L’inaugurazione del museo fu un grande evento culturale per Ravenna, ma non venne compreso appieno...
"Forse non c’era ancora la sensibilità necessaria per valutare l’arredo come oggetto culturale...Là dentro il babbo organizzò anche una scuola di mosaico, Futurarium. Poi purtroppo si ammalò e nel 2008 morì".
Lei nel frattempo si era laureata...
"In filosofia, era il 1999. E subito dopo mi iscrissi a psicologia, ma il babbo mi disse che sarebbe stato più contento se avessi trovato un lavoro. Proprio in quel tempo Federico Marchetti stava avviando il primo outlet on line in Italia. Ci conoscevamo da tempo e mi chiese di dargli una mano. Prima tappa, un master alla Bocconi: eravamo 36 studenti di ben 27 nazioni. Tante culture e storie diverse, ecco la ricchezza della diversità. Finito il master mi misi a lavorare per Yoox, a Milano. Una scommessa, era una grande novità"
Un’esperienza, la sua, durata quanto?
"Fino al 2005, quando babbo si ammalò e io rientrai a Ravenna per prendere in mano l’azienda. L’impegno fu di tenerla aperta finché l’ultimo dipendente non fosse andato in pensione.

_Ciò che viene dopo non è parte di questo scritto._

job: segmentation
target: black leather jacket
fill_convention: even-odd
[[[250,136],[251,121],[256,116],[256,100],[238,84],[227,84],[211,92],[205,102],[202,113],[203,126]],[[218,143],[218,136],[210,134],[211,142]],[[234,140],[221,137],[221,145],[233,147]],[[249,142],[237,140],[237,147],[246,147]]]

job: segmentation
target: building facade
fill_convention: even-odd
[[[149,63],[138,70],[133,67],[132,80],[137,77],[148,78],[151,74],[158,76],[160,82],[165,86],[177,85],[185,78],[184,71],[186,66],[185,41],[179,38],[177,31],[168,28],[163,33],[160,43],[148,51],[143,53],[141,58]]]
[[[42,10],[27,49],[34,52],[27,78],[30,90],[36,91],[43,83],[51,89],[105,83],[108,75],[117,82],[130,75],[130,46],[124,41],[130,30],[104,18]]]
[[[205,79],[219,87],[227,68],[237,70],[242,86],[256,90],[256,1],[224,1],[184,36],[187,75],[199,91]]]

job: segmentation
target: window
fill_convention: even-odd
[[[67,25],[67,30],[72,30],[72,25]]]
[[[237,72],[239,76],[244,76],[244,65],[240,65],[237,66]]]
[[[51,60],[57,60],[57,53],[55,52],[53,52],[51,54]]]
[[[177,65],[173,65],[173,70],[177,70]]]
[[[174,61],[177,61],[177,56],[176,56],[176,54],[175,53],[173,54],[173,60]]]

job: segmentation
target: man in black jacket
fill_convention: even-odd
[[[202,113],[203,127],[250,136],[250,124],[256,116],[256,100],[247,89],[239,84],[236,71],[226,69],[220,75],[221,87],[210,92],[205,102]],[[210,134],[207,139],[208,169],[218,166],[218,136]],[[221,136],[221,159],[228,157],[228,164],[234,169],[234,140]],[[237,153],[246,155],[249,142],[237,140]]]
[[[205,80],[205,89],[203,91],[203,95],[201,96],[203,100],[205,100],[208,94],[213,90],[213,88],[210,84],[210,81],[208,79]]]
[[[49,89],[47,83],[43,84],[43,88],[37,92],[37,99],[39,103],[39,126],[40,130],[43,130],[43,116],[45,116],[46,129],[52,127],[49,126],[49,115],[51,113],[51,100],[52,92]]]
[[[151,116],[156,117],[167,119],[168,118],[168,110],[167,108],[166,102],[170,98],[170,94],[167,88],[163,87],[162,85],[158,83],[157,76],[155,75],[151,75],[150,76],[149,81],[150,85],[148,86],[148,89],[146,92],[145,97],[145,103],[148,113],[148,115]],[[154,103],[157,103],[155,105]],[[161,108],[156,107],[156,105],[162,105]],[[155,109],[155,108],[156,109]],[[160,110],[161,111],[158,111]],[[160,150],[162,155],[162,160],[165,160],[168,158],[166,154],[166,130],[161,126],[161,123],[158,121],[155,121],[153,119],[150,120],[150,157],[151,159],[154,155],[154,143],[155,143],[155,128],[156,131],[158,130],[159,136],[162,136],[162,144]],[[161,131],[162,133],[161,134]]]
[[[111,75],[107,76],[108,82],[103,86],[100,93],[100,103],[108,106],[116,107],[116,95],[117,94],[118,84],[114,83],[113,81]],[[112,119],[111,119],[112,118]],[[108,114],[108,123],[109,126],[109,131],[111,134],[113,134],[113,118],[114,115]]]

Così è stato, ho chiuso a luglio; nel frattempo la collezione di pezzi d’arredo è diventata un museo itinerante, prima a Milano, quindi in Cina, poi vedremo...Sempre nel frattempo mi sono laureata in psicologia, e sono diventata madre di Aldo, 19 anni, e Andrea, 15".
E ha iniziato la professione...
"Prima il tirocinio in ospedale sui disturbi dell’alimentazione, poi scuola di specializzazione e alla fine l’attività. E grazie a un bando regionale ho organizzato questa struttura sanitaria, A.B. Mind, dove ho portato molte cose del babbo, quadri, arredi. Siamo in cinque psicologi, di diverso orientamento proprio per valutare meglio, insieme, i casi complessi".
Dicevamo che dopo il Covid il ricorso allo psicologo è diventato ricorrente...Chi è a chiedere aiuto?
"Soprattutto giovani e adulti fra i 18 e i 30 anni, molte le donne, più ricettive della necessità di farsi aiutare, famiglie con figli...e poi non dimentichiamo chi va in pensione".
Nel senso?
"Per molti è un trauma, perché si rendono conto che la loro vita cambierà e non riescono ad accettarlo. È il cosiddetto blocco evolutivo, il passaggio fra prima e dopo, prima e dopo il diploma e il ragazzo non sa andare avanti, prima e dopo il matrimonio, o il divorzio, in questi passaggi c’è chi si perde. Poi i problemi di coppia, quelli dei figli, un brutto voto, una reazione imprevedibile a scuola, episodi che allarmano. Io ascolto le storie, del babbo, della mamma, dei loro genitori. Noi tutti noi siamo il frutto di tante storie, lo psicologo serve a far ritrovare la strada...".